PMI-Index bremst Euro-Sturzflug

Europa und der Euro

Wichtigster Eintrag auf dem heutigen Wirtschaftskalender war die Veröffentlichung des europäischen Einkaufsmanagerindex. Nur diesen optimistischen Zahlen war es im Tagesverlauf zu verdanken, dass der Tiefflug der gesamteuropäischen Währung etwas ausgebremst werden konnte. In der Nacht zum Montag erreichte der Wechselkurs des Währungspaars EUR/USD bei 1,0608 USD ein vorläufiges Tagestief.

Europas Wirtschaft im Aufschwung

Grundsolide Zahlen aus der Privatwirtschaft der europäischen Länder sorgten für einen kleinen Stimmungsaufheller an den Märkten. In diesem Monat erreichte das wirtschaftliche Wachstum das höchste Niveau seit Mai des Jahres 2011. Entsprechend stieg der allgemeine Einkaufsmanagerindex von seinem Oktoberwert bei 53,9 auf 54,4 im November an.

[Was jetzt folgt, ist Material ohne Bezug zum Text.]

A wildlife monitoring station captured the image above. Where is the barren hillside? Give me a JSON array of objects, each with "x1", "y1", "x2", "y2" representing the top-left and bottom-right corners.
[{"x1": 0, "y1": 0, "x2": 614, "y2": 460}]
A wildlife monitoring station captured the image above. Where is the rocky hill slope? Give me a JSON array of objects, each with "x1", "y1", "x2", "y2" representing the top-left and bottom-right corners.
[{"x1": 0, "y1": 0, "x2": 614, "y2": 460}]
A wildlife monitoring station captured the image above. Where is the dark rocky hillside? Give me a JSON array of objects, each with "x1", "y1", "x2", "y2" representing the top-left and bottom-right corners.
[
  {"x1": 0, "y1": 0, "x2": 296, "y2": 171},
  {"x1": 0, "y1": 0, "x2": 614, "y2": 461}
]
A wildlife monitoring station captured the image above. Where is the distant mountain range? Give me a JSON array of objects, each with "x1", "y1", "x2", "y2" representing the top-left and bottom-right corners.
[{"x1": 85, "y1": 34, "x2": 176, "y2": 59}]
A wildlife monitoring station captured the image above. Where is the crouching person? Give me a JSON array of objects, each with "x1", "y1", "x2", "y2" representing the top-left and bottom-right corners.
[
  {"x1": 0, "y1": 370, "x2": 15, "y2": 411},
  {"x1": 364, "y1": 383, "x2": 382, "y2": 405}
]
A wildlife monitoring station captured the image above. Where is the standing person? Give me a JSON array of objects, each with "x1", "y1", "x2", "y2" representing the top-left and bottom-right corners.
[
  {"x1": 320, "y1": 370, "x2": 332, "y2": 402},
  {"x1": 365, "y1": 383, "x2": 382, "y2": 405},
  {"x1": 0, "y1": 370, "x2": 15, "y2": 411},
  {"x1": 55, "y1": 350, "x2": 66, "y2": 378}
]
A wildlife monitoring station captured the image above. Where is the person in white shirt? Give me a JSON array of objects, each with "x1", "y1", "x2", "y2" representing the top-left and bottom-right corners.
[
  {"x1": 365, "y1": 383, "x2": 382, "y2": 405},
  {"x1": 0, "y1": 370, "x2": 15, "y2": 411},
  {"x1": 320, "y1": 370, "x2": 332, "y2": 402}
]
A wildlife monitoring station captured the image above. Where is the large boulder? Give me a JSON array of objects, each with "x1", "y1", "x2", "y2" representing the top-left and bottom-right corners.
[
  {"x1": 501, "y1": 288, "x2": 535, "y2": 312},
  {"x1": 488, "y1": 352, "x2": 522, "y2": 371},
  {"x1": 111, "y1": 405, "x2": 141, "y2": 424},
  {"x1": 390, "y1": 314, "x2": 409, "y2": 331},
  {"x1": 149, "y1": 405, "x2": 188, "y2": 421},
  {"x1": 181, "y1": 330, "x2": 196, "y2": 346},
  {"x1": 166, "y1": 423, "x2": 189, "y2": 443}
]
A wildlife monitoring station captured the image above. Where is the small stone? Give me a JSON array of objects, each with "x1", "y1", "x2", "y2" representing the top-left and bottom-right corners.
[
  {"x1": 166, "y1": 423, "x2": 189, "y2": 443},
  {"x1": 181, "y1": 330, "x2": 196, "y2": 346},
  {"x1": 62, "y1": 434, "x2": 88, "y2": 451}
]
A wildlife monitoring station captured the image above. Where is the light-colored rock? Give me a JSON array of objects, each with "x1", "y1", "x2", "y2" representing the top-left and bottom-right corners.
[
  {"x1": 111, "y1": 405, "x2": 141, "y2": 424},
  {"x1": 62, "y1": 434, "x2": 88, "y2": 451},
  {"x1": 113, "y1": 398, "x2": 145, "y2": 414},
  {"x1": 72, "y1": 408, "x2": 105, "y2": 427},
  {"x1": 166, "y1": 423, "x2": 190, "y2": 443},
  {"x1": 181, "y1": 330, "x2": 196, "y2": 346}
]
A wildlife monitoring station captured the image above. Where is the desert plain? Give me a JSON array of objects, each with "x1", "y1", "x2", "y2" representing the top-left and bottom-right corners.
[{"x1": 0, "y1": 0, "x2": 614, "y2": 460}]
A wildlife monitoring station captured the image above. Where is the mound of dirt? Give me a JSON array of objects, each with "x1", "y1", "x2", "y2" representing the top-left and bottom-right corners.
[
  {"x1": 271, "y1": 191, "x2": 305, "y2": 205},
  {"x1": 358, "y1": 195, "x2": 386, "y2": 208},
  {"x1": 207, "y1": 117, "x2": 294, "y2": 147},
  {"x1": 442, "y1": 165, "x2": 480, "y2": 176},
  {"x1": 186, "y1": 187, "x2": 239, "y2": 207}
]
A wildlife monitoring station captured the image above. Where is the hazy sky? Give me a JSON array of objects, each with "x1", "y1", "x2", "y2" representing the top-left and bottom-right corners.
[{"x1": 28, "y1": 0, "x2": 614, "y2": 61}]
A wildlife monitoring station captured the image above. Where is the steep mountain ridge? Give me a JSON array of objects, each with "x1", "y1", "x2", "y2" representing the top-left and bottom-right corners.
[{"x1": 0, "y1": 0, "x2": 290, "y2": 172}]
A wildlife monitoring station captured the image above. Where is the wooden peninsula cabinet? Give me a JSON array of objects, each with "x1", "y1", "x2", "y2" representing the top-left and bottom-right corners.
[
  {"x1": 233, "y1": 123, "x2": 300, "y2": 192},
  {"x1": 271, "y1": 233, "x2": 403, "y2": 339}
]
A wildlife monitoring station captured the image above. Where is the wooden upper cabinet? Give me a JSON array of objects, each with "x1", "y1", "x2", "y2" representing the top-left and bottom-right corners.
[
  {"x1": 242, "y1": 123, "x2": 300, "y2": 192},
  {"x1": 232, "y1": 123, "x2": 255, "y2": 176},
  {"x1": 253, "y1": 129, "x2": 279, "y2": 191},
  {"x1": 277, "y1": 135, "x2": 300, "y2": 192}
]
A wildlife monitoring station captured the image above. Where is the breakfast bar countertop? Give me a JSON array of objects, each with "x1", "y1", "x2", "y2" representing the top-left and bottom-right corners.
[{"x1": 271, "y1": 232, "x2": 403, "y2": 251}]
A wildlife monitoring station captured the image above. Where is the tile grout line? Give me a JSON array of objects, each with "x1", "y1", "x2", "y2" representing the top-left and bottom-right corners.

Die deutsche Privatwirtschaft freute sich außerdem über ihr größtes Wachstumsplus der vergangenen drei Monate.

Druck auf Euro bleibt bestehen

Auch wenn positive Meldungen wie diese sich im Kurs des Euros als kleiner Aufschwung niederschlagen, sind sie nur von sehr temporärer Natur. Zu groß wiegt noch immer die Last, die von der geldpolitischen Ausrichtung der Europäischen Zentralbank ausgeht. Mario Draghi ließ in seinen jüngsten öffentlichen Äußerungen keinen Zweifel daran, dass die Währungshüter zu neuen Lockerungsmaßnahmen bereit sind, um die Inflation in den Euroländern anzukurbeln.

Beinahe noch stärker aber wiegt die übermächtige Stärke des US-Dollars, befeuert vom festen Glauben der Devisenhändler an erste Zinsschritte der Federal Reserve Bank im Dezember. Die Märkte setzen weiterhin auf einen ansteigenden Dollar-Kurs, an diesem Montag erreichte der US-Dollar-Index mit 99,89 gegenüber den anderen Hauptwährungen ein neues Siebenmonatshoch.